The UN reported a 600% increase in malicious emails during the pandemic. Cisco predicts that DDoS attacks will touch 15.4 million by 2023. Cybersecurity Ventures estimates that cybercrime will cost the world $10.5 trillion annually by 2025. All this means that we need to get smarter about how we assess, measure, and respond to cyber risks.

2. Attack surfaces are expanding 

Businesses are increasingly adopting AI, IoT, robotic process automation, cloud apps, and other digital technologies to achieve their business goals. But all that digitization creates more entry points for cyber criminals to breach sensitive networks. If we want to stay ahead, we have to build a more accurate understanding of risk impact and likelihood.

3. Cybersecurity budgets and resources are limited 

Organizations face thousands of IT and cyber risks. The challenge is to figure out which risks to deal with first. Likewise, there may be hundreds of possible security controls. Which one will yield the most benefits for the least cost? These are questions that CISOs have to answer because their budgets are finite. Investments have to be allocated as efficiently as possible. That starts with quantifying the financial loss of a potential cyber risk. When you know how much the risk will cost you, and how much a particular control can help lower that cost, it becomes easier to decide where to direct security investments.
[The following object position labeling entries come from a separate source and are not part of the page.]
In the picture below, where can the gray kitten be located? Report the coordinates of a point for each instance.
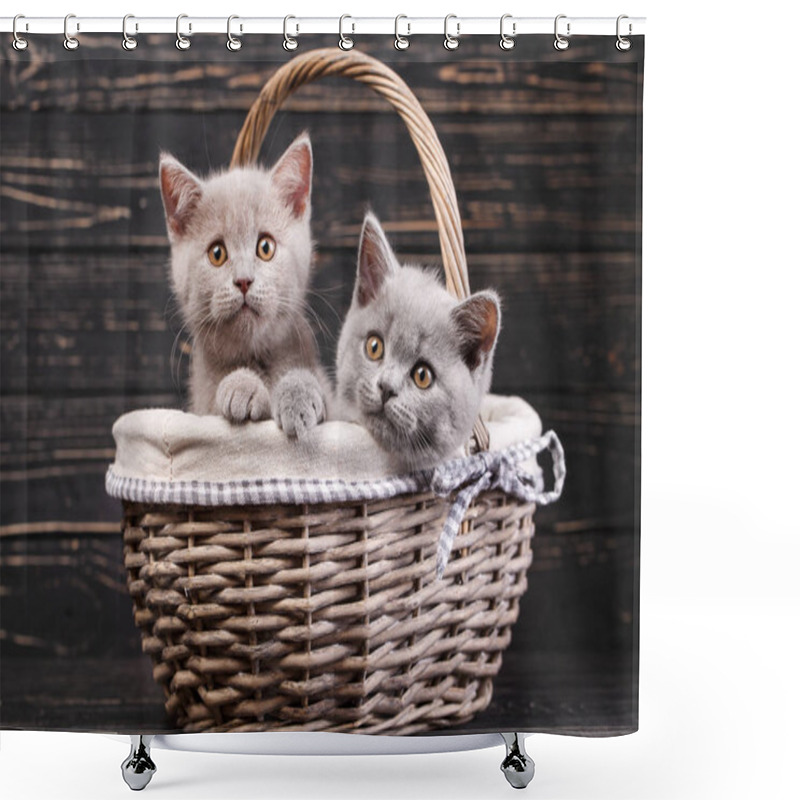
(413, 363)
(241, 258)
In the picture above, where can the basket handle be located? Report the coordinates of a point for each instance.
(331, 61)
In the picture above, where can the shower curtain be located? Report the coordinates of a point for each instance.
(544, 146)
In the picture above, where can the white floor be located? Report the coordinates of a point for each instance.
(719, 707)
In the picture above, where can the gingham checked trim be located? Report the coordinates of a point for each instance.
(467, 477)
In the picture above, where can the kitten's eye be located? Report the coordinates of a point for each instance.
(375, 347)
(266, 247)
(217, 254)
(423, 375)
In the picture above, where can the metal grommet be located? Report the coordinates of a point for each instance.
(561, 42)
(70, 42)
(507, 42)
(18, 43)
(451, 42)
(233, 44)
(128, 42)
(623, 43)
(181, 42)
(345, 42)
(401, 42)
(289, 42)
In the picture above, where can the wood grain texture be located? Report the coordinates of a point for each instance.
(551, 183)
(545, 150)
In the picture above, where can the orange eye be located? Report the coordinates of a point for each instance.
(375, 347)
(266, 247)
(423, 375)
(217, 254)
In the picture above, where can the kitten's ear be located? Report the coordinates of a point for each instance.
(292, 175)
(180, 192)
(478, 322)
(375, 260)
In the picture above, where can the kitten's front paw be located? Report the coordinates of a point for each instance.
(242, 395)
(299, 403)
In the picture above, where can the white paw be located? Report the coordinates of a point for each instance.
(242, 395)
(299, 403)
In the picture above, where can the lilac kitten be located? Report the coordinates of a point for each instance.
(241, 259)
(413, 363)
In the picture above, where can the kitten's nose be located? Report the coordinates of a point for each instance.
(386, 392)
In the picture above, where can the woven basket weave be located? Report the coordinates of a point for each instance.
(328, 617)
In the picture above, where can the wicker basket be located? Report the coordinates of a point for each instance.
(327, 617)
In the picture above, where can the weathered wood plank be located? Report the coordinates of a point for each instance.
(85, 609)
(584, 694)
(90, 181)
(591, 77)
(103, 322)
(55, 452)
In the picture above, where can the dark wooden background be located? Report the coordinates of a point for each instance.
(545, 149)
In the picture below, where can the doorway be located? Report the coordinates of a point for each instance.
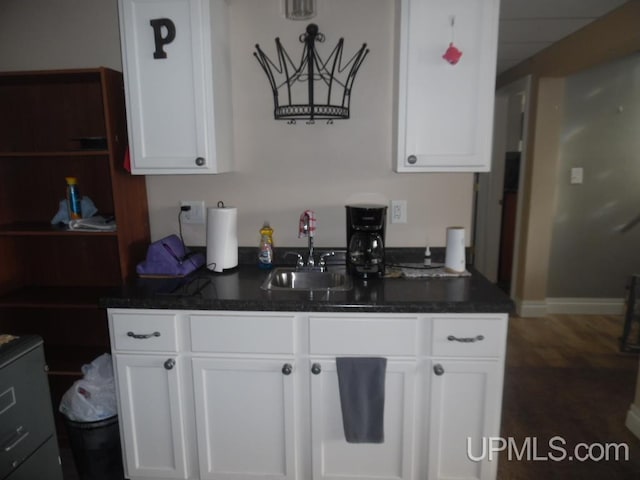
(499, 196)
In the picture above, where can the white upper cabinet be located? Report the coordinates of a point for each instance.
(445, 111)
(178, 85)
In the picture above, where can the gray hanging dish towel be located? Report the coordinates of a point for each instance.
(361, 382)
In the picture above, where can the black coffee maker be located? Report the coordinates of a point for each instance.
(365, 240)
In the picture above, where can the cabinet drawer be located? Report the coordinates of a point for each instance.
(242, 333)
(468, 337)
(363, 336)
(154, 332)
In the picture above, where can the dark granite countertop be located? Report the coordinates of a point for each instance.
(239, 289)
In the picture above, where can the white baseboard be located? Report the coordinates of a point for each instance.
(633, 420)
(575, 306)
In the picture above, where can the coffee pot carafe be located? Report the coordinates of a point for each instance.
(365, 240)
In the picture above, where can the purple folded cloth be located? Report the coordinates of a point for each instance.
(168, 257)
(361, 381)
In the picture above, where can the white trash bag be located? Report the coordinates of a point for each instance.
(93, 397)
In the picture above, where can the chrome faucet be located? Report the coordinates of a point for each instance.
(306, 228)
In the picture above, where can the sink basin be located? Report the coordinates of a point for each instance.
(291, 279)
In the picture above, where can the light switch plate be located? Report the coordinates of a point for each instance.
(398, 211)
(577, 174)
(195, 214)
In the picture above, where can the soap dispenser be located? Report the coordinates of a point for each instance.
(265, 254)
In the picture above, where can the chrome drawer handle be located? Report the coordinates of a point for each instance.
(477, 338)
(16, 439)
(142, 336)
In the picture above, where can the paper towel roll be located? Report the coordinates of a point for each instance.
(222, 238)
(455, 255)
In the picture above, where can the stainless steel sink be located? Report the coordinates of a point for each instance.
(284, 278)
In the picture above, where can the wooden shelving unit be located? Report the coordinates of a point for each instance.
(51, 278)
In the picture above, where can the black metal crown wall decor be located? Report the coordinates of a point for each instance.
(314, 88)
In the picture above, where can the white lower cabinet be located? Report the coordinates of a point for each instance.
(245, 410)
(464, 412)
(151, 419)
(255, 395)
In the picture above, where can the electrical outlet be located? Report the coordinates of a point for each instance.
(398, 211)
(577, 175)
(195, 214)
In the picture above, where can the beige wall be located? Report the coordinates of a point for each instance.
(280, 169)
(540, 176)
(614, 36)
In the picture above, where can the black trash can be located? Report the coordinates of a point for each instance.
(96, 448)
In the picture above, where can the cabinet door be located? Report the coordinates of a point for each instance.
(246, 418)
(335, 459)
(445, 112)
(167, 59)
(151, 419)
(464, 412)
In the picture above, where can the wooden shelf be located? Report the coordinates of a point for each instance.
(46, 229)
(55, 297)
(55, 124)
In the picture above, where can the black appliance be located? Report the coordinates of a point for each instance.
(365, 240)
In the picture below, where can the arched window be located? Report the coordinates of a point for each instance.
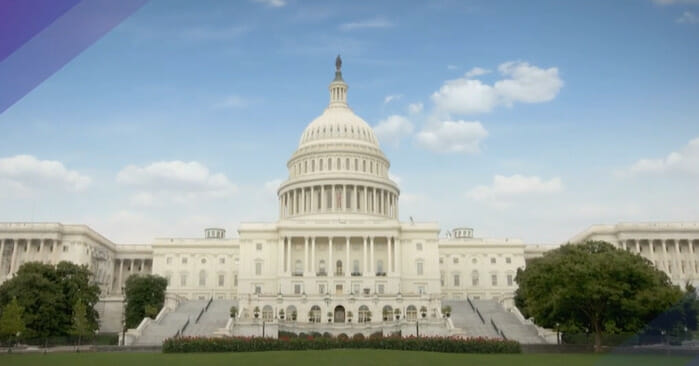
(364, 316)
(267, 313)
(321, 266)
(338, 268)
(387, 313)
(202, 278)
(314, 314)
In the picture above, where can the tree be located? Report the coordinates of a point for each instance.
(593, 287)
(11, 323)
(143, 291)
(47, 293)
(81, 326)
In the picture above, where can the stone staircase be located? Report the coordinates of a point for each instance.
(212, 319)
(156, 332)
(466, 318)
(507, 323)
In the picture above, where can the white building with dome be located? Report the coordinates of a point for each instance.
(337, 260)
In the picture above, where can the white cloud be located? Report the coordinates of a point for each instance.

4. Qualitative measurements aren’t always sufficient 

Cyber risks have historically been communicated in qualitative terms like “probably likely to occur” or “somewhat likely to impact the business”. But these terms often raise more questions than provide answers. What does “probably likely” mean? How is it different from “somewhat likely”? If resources are applied to a “probably likely” risk, how much risk reduction will be achieved? To answer these questions, we need more quantitative data.

"It is clear that organizations need solutions that protect digital workers while rapidly addressing the digital transformation and thwarting off increased cyber threats. Cyber leaders are beginning to realize that resilience is only one step towards managing risk. An integrated risk management approach enables visibility to real-time data to quantify risk and make more strategic business decisions."

Gaurav Kapoor, Co-CEO and Co-Founder, MetricStream

Let’s consider the risk of system intrusion resulting in the loss of PII records. Risk assessors need to provide the factors contributing to the risk, such as numbers, percentages, monetary values, etc., to estimate the probable frequency and magnitude of loss:

  1. Frequency: How often would a bad actor likely attempt to gain unauthorized access?
  2. Magnitude: What would be the loss in financial terms, such as operational disruptions and fines/penalties, legal expenses, ransom payment, etc., due to the system getting compromised?

SLE is the loss that could result from a single risk event. If the assessor knows the SLE, then ALE can be calculated by multiplying the frequency of a risk event by the magnitude of loss.

ALE = Asset Value x x Exposure factor x Annual rate of occurrence

In the above example, consider a scenario in which the system intrusion can occur 5 times in a year, and an organization would lose $100,000 in each event (i.e., SLE), then ALE will be $5,00,000.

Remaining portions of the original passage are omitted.